Poppy Seed Roll Cake Dough

Poppy Seed Roll cake dough

From the kitchen of F. Kotch

Poppy Seed Roll cake dough back

Completion of the method

There in the corner, where it says “from the kitchen of…” is one of the wonderful aspects of these old recipe cards I love. People traded recipes after they had tried a sampling of someone’s cooking. In this example, we assume that F. Kotch had these roll/cakes at some sort of gathering, maybe even a church function. People liked them, they asked for the recipe, and it was shared. The tagline of this website is “the original social networking” for this reason. People were social, they networked, they shared of themselves and their food openly. We don’t see enough of this today, in my opinion. We have websites and recipe shares, Facebook, Twitter and Instagram, but we don’t really have block parties anymore, cookouts with the whole neighborhood, or potlucks like in “the good old days.” Certainly these things continue to happen, but I think younger generations specifically are missing out on these social opportunities.
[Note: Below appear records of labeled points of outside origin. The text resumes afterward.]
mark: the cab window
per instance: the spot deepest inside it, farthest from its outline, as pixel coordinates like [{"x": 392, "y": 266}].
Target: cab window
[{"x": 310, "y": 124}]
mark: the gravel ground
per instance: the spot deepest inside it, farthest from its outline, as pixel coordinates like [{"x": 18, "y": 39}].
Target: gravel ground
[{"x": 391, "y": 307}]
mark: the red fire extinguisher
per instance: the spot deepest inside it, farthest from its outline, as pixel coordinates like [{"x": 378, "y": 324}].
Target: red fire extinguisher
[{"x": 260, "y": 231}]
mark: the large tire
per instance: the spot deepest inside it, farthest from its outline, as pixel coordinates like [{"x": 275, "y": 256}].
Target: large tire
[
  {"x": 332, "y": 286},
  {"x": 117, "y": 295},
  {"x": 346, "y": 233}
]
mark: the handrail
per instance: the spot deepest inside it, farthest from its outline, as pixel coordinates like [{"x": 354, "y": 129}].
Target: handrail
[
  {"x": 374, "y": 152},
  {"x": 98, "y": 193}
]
And by nature of this website, I’m participating in the digitalization of socializing, I guess. :-)

Poppy Seed Roll Cake Dough (F. Kotch)

7 c flour

4 eggs

1 1/2 c sugar

1 1/2 tsp vanilla

2 1/2 tsp BP

1/2 c cream

1 c Crisco

1/2 c butter

Mix together all dry ingredients. Add shortening & butter. Add eggs & cream. Mix until dough leaves hand clean. Roll out in flour. Place on greased pan (after putting on filling & rolling) Use 1 egg beaten stiff to brush for shining crust.